Outline of the model

The following factors and variables were recorded:

  1. 1)

    Location: \(z=1,\dots Z\). Where locations are offices (R), meeting rooms (M) and laboratories (L).

  2. 2)

    \({K}_{z}\): Number of unique, known occupants in the location.

  3. 3)

    kz: A specific occupant from location z.

  4. 4)

    \({S}_{z}:\) Number of samples taken from location z (over a period of days).

  5. 5)

    \({N}_{z}\): Number of samples from location z where no known occupants were positively identified.

  6. 6)

    \({NC}_{z}\): Number of samples from location z where no known non-occupants were positively identified.

  7. 7)

    Xk,z: Number of samples from location z with positive identification of occupant kz.

  8. 8)

    φ1: Success rate for occupants, defined as the proportion of samples where one or more occupants were detected (Eq. (4)).

  9. 9)

    φ2: Success rate for non-occupants, defined as the proportion of samples where one or more known non-occupants were detected (Eq. (5)).

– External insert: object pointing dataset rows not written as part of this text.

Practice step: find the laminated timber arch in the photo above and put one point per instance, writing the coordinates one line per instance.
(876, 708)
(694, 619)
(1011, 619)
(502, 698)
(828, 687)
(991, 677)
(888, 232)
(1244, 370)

    $${\it {\varphi }_{1}}=1-\frac{\sum_{z}{N}_{z}}{\sum_{z}{S}_{z}}$$
    (4)
    $${\it {\varphi }_{2}}=1-\frac{\sum_{z}{NC}_{z}}{\sum_{z}{S}_{z}}$$
    (5)

Statistical analysis

Wilcoxon and Fisher exact two-tailed tests were used to determine if the expectations were the same in different groups with a 5% significance level. RStudio 2022.07.2 was used to perform the statistical analyses and the packages ggplot2 v. 3.4.0 and igraph 1.3.5 were used to generate the figures presented in this manuscript.